My setup is going to be a street setup but kinda unsure about what cam to go with... My comp dealer has recommended a custom cam .226/.230 .570/.573 113+4, however another option is the Comp. .227/.235 .614/.621 113A a more aggressive cam... I'll also be upgrading the valve train with new springs (double springs for aggressive cam), push rods,ls7 lifters,ls7 plastic guide trays,ls2 timing chain setup..... Also the stock ls1 heads are getting port,polished, and decked, and stock throttle body is getting ported and i'm leaving the ls6 intake alone, I also plan on getting the Svede otrcai instead of the spectra... And when its all said and done it will get dyno tuned. Keep in mind im doing this on a tighter budget hence why im doing the heads this way instead of buying a good set of 243 and different intake... 

So I guess any thought of which cam to go with?? ?I also plan on doing some mods to the trans. (A4) which so far all ive got lined up is a TR 3500 stall, and was told to do a shift kit, and servos (any advice on what kinda of shift kit and servos would be fantastic)

Like I said any advice would be greatly appreciated


----------



## B-ville Goat (Oct 5, 2008)

Is this a DD or a toy? How you use it will have a large input on which cam you go with. First one is a nice cam, second one is a big jump from the first and will have more lope to it and be a little more finicky, but if the guy tuning it is good you will be fine.
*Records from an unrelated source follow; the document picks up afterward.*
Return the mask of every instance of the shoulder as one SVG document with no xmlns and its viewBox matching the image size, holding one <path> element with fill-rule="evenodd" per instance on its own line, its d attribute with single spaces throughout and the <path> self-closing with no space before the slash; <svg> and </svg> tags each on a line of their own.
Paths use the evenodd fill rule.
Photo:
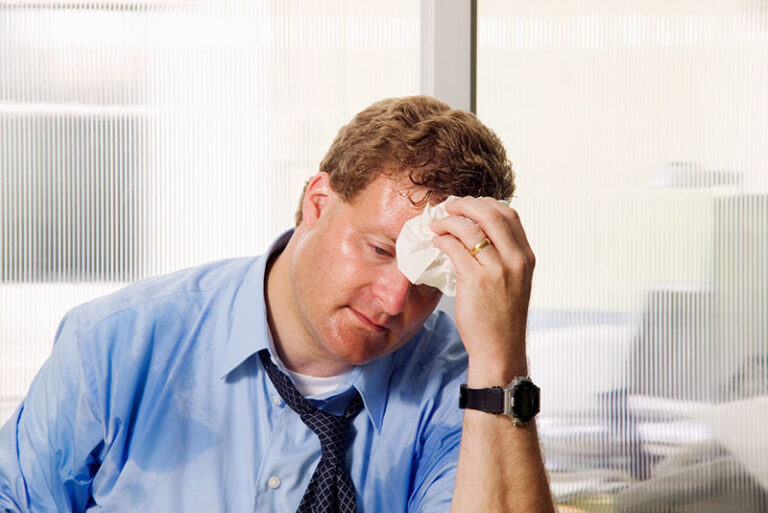
<svg viewBox="0 0 768 513">
<path fill-rule="evenodd" d="M 210 381 L 229 308 L 258 259 L 214 262 L 129 285 L 71 310 L 51 359 L 80 362 L 92 409 L 124 418 L 168 383 Z M 173 370 L 173 374 L 169 370 Z"/>
<path fill-rule="evenodd" d="M 228 340 L 230 308 L 256 262 L 213 262 L 84 303 L 59 325 L 53 355 L 74 351 L 91 382 L 115 369 L 139 375 L 152 366 L 210 358 L 214 346 Z"/>
<path fill-rule="evenodd" d="M 84 333 L 136 315 L 162 318 L 216 294 L 234 293 L 258 258 L 221 260 L 147 278 L 73 308 L 63 324 Z"/>
</svg>

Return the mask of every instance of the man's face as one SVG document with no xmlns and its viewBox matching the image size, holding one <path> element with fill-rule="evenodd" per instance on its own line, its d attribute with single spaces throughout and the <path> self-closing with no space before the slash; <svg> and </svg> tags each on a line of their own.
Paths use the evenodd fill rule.
<svg viewBox="0 0 768 513">
<path fill-rule="evenodd" d="M 297 229 L 291 275 L 300 331 L 322 358 L 362 365 L 387 355 L 440 301 L 437 289 L 412 285 L 395 259 L 400 229 L 421 212 L 409 197 L 419 194 L 401 179 L 379 176 L 350 202 L 330 191 L 319 216 L 305 216 Z"/>
</svg>

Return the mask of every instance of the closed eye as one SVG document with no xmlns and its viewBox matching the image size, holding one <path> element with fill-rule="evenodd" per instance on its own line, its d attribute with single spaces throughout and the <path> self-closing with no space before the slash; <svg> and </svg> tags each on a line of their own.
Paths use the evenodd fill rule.
<svg viewBox="0 0 768 513">
<path fill-rule="evenodd" d="M 380 248 L 379 246 L 373 246 L 373 250 L 379 256 L 392 256 L 392 254 L 389 251 L 387 251 L 384 248 Z"/>
</svg>

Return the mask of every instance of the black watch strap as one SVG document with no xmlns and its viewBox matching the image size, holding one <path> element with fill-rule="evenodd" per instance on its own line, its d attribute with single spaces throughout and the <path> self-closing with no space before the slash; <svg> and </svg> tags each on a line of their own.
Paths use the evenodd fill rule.
<svg viewBox="0 0 768 513">
<path fill-rule="evenodd" d="M 461 385 L 459 408 L 504 413 L 504 389 L 501 387 L 468 388 L 467 385 Z"/>
</svg>

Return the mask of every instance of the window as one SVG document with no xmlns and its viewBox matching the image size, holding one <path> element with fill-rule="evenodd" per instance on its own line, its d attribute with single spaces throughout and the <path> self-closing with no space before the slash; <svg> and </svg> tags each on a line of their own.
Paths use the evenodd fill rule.
<svg viewBox="0 0 768 513">
<path fill-rule="evenodd" d="M 0 3 L 0 423 L 69 308 L 290 228 L 338 128 L 418 92 L 418 16 L 406 0 Z"/>
<path fill-rule="evenodd" d="M 764 510 L 765 4 L 483 0 L 478 19 L 478 115 L 537 254 L 558 501 Z"/>
</svg>

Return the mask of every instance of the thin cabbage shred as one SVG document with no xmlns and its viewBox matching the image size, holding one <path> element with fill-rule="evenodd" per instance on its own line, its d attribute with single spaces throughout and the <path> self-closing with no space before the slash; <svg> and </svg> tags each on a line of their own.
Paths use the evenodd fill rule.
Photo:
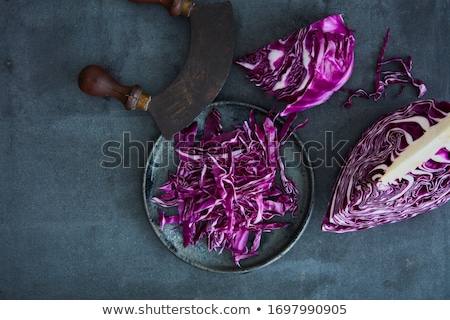
<svg viewBox="0 0 450 320">
<path fill-rule="evenodd" d="M 413 86 L 417 87 L 419 90 L 418 98 L 422 97 L 427 92 L 427 87 L 422 80 L 414 79 L 411 74 L 412 69 L 412 57 L 409 56 L 407 61 L 402 58 L 391 58 L 388 60 L 384 60 L 384 54 L 386 52 L 387 43 L 390 36 L 390 29 L 387 30 L 386 36 L 384 37 L 383 45 L 381 46 L 380 54 L 378 56 L 378 61 L 375 70 L 375 91 L 367 92 L 364 89 L 358 90 L 349 90 L 346 88 L 342 88 L 342 91 L 345 91 L 350 94 L 347 101 L 344 102 L 343 107 L 350 108 L 353 103 L 353 98 L 366 98 L 373 99 L 374 101 L 378 101 L 381 97 L 385 96 L 385 89 L 391 83 L 411 83 Z M 386 66 L 391 63 L 398 63 L 403 71 L 382 71 L 383 66 Z M 397 94 L 399 96 L 403 93 L 405 89 L 405 85 L 402 86 L 400 92 Z"/>
<path fill-rule="evenodd" d="M 291 129 L 296 116 L 290 116 L 278 130 L 277 117 L 269 114 L 257 124 L 251 111 L 242 126 L 224 131 L 213 109 L 199 140 L 195 122 L 177 133 L 177 172 L 169 174 L 159 188 L 162 194 L 151 201 L 177 207 L 178 214 L 160 210 L 160 227 L 180 226 L 185 247 L 206 238 L 209 251 L 229 250 L 236 265 L 257 255 L 263 232 L 288 225 L 272 218 L 286 212 L 294 216 L 298 206 L 298 190 L 286 177 L 280 150 L 306 121 Z"/>
</svg>

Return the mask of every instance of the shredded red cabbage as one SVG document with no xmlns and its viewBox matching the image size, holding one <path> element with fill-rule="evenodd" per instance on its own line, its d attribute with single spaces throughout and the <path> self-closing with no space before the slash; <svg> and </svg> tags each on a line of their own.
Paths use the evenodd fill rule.
<svg viewBox="0 0 450 320">
<path fill-rule="evenodd" d="M 195 122 L 177 133 L 177 172 L 169 174 L 152 202 L 178 207 L 178 214 L 161 210 L 160 227 L 179 225 L 184 246 L 206 238 L 210 251 L 231 251 L 237 265 L 257 255 L 262 233 L 287 225 L 272 218 L 297 210 L 298 190 L 285 175 L 280 148 L 306 121 L 291 129 L 296 119 L 291 116 L 278 130 L 276 118 L 269 115 L 258 124 L 252 111 L 242 126 L 223 131 L 213 109 L 199 140 Z"/>
<path fill-rule="evenodd" d="M 385 96 L 385 89 L 391 83 L 411 83 L 413 86 L 419 89 L 418 97 L 422 97 L 427 92 L 427 87 L 422 80 L 415 80 L 411 74 L 412 69 L 412 57 L 409 56 L 407 61 L 402 58 L 391 58 L 388 60 L 384 60 L 384 54 L 386 52 L 387 43 L 389 40 L 390 29 L 387 30 L 386 36 L 383 41 L 383 45 L 381 46 L 380 54 L 378 56 L 378 61 L 375 70 L 375 91 L 372 93 L 368 93 L 364 89 L 358 90 L 349 90 L 346 88 L 341 89 L 350 94 L 347 101 L 344 102 L 344 107 L 351 107 L 353 103 L 353 98 L 366 98 L 373 99 L 374 101 L 378 101 L 382 96 Z M 398 63 L 403 71 L 382 71 L 383 66 L 388 64 Z M 402 86 L 400 92 L 397 94 L 400 95 L 403 93 L 404 85 Z"/>
<path fill-rule="evenodd" d="M 341 168 L 322 230 L 348 232 L 399 222 L 450 200 L 450 150 L 440 149 L 403 179 L 378 181 L 425 130 L 450 116 L 450 102 L 422 100 L 368 128 Z"/>
<path fill-rule="evenodd" d="M 319 105 L 350 78 L 355 37 L 331 15 L 238 60 L 250 81 L 287 102 L 281 116 Z"/>
</svg>

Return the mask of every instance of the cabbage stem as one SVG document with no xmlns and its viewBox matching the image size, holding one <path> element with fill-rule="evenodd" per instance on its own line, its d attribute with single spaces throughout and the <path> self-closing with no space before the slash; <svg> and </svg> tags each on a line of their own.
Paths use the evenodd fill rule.
<svg viewBox="0 0 450 320">
<path fill-rule="evenodd" d="M 430 126 L 425 133 L 403 150 L 386 169 L 380 181 L 388 184 L 403 178 L 450 143 L 450 116 Z M 450 145 L 449 145 L 450 146 Z"/>
</svg>

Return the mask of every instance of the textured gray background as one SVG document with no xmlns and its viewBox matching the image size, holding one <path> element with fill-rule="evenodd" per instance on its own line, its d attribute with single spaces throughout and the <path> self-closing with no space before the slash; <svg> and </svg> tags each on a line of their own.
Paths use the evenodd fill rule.
<svg viewBox="0 0 450 320">
<path fill-rule="evenodd" d="M 198 0 L 198 3 L 214 1 Z M 391 28 L 387 57 L 412 55 L 425 98 L 448 100 L 449 1 L 232 1 L 235 58 L 329 14 L 355 30 L 350 88 L 372 88 L 374 65 Z M 0 1 L 0 298 L 3 299 L 448 299 L 448 205 L 372 230 L 320 231 L 339 166 L 315 170 L 316 205 L 307 230 L 277 262 L 240 275 L 191 267 L 171 254 L 147 221 L 143 167 L 105 169 L 102 145 L 158 137 L 151 117 L 77 86 L 96 63 L 150 93 L 180 71 L 189 21 L 162 8 L 116 1 Z M 305 111 L 304 141 L 348 140 L 382 114 L 416 99 L 408 88 L 342 110 L 343 93 Z M 233 66 L 217 100 L 282 106 Z M 136 150 L 135 150 L 136 151 Z M 148 151 L 148 150 L 147 150 Z M 140 155 L 141 159 L 144 157 Z M 313 154 L 325 159 L 324 152 Z M 129 159 L 130 160 L 130 159 Z M 143 160 L 143 159 L 142 159 Z"/>
</svg>

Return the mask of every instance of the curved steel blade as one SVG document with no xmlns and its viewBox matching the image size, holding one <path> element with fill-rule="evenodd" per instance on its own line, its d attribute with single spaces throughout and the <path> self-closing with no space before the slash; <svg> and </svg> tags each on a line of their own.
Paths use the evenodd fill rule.
<svg viewBox="0 0 450 320">
<path fill-rule="evenodd" d="M 234 52 L 233 12 L 229 2 L 194 7 L 188 58 L 180 74 L 152 98 L 150 113 L 162 135 L 172 135 L 218 95 L 228 77 Z"/>
</svg>

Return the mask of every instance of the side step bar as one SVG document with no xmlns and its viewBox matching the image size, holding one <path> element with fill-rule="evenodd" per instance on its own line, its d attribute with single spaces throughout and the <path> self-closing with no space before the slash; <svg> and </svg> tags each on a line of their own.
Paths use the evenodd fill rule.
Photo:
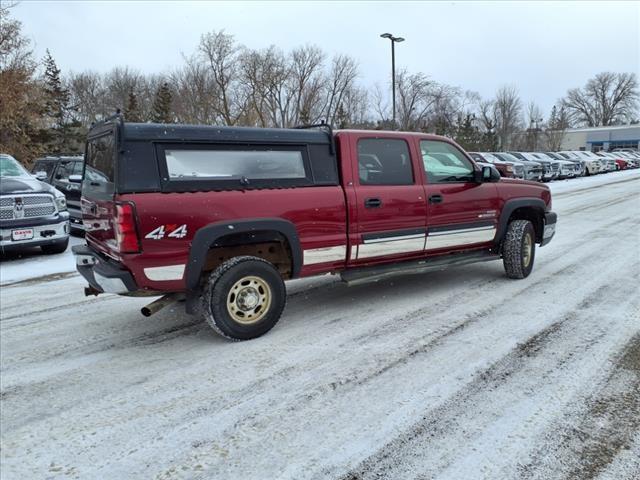
<svg viewBox="0 0 640 480">
<path fill-rule="evenodd" d="M 489 252 L 452 253 L 422 260 L 347 270 L 342 272 L 340 276 L 343 282 L 352 286 L 382 280 L 396 275 L 441 271 L 449 267 L 457 267 L 469 263 L 489 262 L 491 260 L 500 260 L 500 258 L 500 255 Z"/>
</svg>

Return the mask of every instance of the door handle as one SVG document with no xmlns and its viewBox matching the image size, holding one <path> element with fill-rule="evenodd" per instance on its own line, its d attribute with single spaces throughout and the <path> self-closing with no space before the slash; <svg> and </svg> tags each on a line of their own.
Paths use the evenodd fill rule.
<svg viewBox="0 0 640 480">
<path fill-rule="evenodd" d="M 364 201 L 365 208 L 380 208 L 382 206 L 382 200 L 379 198 L 367 198 Z"/>
<path fill-rule="evenodd" d="M 429 195 L 429 203 L 442 203 L 442 195 Z"/>
</svg>

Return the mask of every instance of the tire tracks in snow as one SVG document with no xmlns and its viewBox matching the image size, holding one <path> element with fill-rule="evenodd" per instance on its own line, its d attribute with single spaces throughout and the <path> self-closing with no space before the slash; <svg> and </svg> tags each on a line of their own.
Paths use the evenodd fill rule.
<svg viewBox="0 0 640 480">
<path fill-rule="evenodd" d="M 410 429 L 398 435 L 378 449 L 376 453 L 361 461 L 358 466 L 343 474 L 341 480 L 365 480 L 369 478 L 469 478 L 465 477 L 463 466 L 454 463 L 463 456 L 463 452 L 453 447 L 465 445 L 473 440 L 479 443 L 479 437 L 490 429 L 491 424 L 501 421 L 501 416 L 508 414 L 511 403 L 526 401 L 527 396 L 535 395 L 537 391 L 546 388 L 551 376 L 565 376 L 570 374 L 570 368 L 576 363 L 585 361 L 596 345 L 607 337 L 608 327 L 612 320 L 605 325 L 585 325 L 585 318 L 593 315 L 591 308 L 604 303 L 599 295 L 611 295 L 616 287 L 600 286 L 590 292 L 574 311 L 553 321 L 546 328 L 535 333 L 526 341 L 519 343 L 508 355 L 504 356 L 489 368 L 479 372 L 473 381 L 465 386 L 454 396 L 434 409 L 427 409 L 419 422 Z M 627 298 L 633 289 L 627 288 L 621 292 L 615 292 L 618 298 Z M 593 300 L 598 298 L 599 300 Z M 595 323 L 595 322 L 593 322 Z M 637 338 L 638 335 L 636 335 Z M 634 340 L 630 343 L 633 344 Z M 640 345 L 639 345 L 640 346 Z M 626 355 L 629 357 L 629 355 Z M 532 363 L 543 365 L 541 370 L 532 368 Z M 515 384 L 515 385 L 513 385 Z M 637 383 L 634 387 L 637 389 Z M 606 389 L 605 389 L 606 390 Z M 501 392 L 509 392 L 515 398 L 509 398 L 505 402 Z M 515 395 L 513 392 L 517 392 Z M 633 390 L 632 390 L 633 392 Z M 626 392 L 631 393 L 631 392 Z M 637 393 L 637 392 L 636 392 Z M 506 393 L 505 393 L 506 395 Z M 518 398 L 520 397 L 520 398 Z M 633 408 L 640 400 L 629 401 L 629 397 L 622 396 L 628 403 L 625 412 Z M 493 401 L 491 401 L 493 399 Z M 575 399 L 573 399 L 575 401 Z M 616 409 L 615 404 L 607 403 L 606 408 Z M 478 411 L 480 410 L 480 411 Z M 475 422 L 465 422 L 469 418 L 469 412 L 476 418 Z M 640 415 L 636 413 L 636 417 Z M 618 416 L 617 418 L 621 418 Z M 480 420 L 477 420 L 480 419 Z M 505 420 L 508 422 L 508 420 Z M 620 422 L 619 422 L 620 423 Z M 633 435 L 635 423 L 625 425 L 621 434 L 626 441 Z M 622 425 L 619 425 L 622 426 Z M 631 427 L 631 428 L 629 428 Z M 609 445 L 605 435 L 599 438 L 598 445 Z M 443 448 L 442 444 L 450 445 Z M 615 448 L 621 448 L 621 442 L 613 442 Z M 439 448 L 438 448 L 439 447 Z M 554 444 L 545 444 L 536 455 L 540 462 L 546 465 L 545 452 L 557 448 Z M 605 449 L 606 450 L 606 449 Z M 606 450 L 612 454 L 611 450 Z M 425 461 L 420 452 L 429 452 L 429 460 Z M 582 445 L 582 452 L 586 462 L 580 468 L 590 468 L 588 460 L 589 452 L 593 452 L 589 446 Z M 471 453 L 471 452 L 469 452 Z M 572 452 L 575 455 L 575 452 Z M 610 455 L 609 460 L 612 458 Z M 601 461 L 601 457 L 595 457 Z M 453 467 L 452 467 L 453 466 Z M 548 465 L 547 465 L 548 467 Z M 451 471 L 450 471 L 451 470 Z M 528 478 L 523 468 L 515 472 L 476 472 L 476 478 Z M 328 473 L 328 472 L 325 472 Z M 334 472 L 332 472 L 334 473 Z M 537 478 L 550 478 L 555 476 L 553 468 L 547 469 L 545 474 Z M 583 471 L 572 472 L 568 478 L 591 478 L 582 476 Z"/>
</svg>

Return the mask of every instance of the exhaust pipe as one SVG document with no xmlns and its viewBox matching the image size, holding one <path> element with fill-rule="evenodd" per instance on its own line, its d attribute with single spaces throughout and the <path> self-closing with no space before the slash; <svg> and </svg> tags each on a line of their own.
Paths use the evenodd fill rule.
<svg viewBox="0 0 640 480">
<path fill-rule="evenodd" d="M 183 295 L 180 293 L 168 293 L 163 297 L 160 297 L 157 300 L 154 300 L 148 305 L 145 305 L 140 309 L 140 313 L 145 317 L 150 317 L 154 313 L 159 312 L 167 305 L 177 302 L 178 300 L 182 300 Z"/>
</svg>

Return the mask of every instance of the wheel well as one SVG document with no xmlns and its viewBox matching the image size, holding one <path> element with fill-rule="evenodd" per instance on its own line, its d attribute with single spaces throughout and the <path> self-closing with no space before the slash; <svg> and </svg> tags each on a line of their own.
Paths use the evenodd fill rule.
<svg viewBox="0 0 640 480">
<path fill-rule="evenodd" d="M 539 208 L 516 208 L 511 212 L 507 224 L 511 223 L 512 220 L 529 220 L 533 224 L 533 229 L 536 232 L 536 243 L 542 242 L 542 236 L 544 234 L 544 212 Z"/>
<path fill-rule="evenodd" d="M 231 233 L 216 239 L 207 251 L 202 273 L 215 270 L 223 262 L 238 256 L 250 255 L 272 263 L 282 278 L 292 277 L 292 253 L 287 238 L 277 231 Z"/>
</svg>

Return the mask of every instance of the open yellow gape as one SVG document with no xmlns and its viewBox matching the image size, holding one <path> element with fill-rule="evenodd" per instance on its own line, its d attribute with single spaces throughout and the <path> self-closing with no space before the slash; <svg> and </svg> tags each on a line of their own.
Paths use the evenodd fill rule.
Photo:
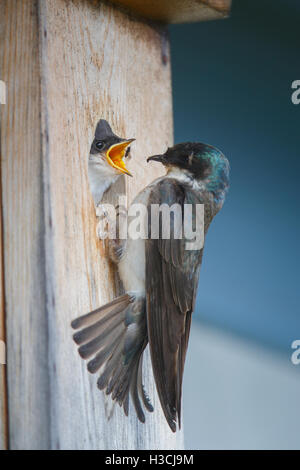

The heads might hold you back a little in power though.


----------



## sufu24 (Jan 9, 2013)

I won't be using it as a DD, more like a weekend toy if the weathers nice.... 

I felt like like the 2nd cam might be a little much for what I'm doing with the car.... Thanks for the opinion.

As for tuning it, we only have one shop that does dyno tuning and from what I've heard they do good work.


----------



## Papa Rad (Apr 30, 2012)

If its going to be more of just a nice weather weekend car, I would go with the more aggressive cam. That way limited time driving it would be that much more enjoyable :cool


----------



## danfigg (Sep 27, 2009)

*re*

Go with a cam in the 580- 590 range. Any thing after that and im hearing there will be problems with push rod lenght and valve springs. Along with the cam swap you may want to do rocker arms---danfigg


----------



## svede1212 (Nov 1, 2005)

For reliability do the Comp Cam trunnion upgrade. It's cheaper and IMHO better than the aluminum rockers that have a high breakage rate.


----------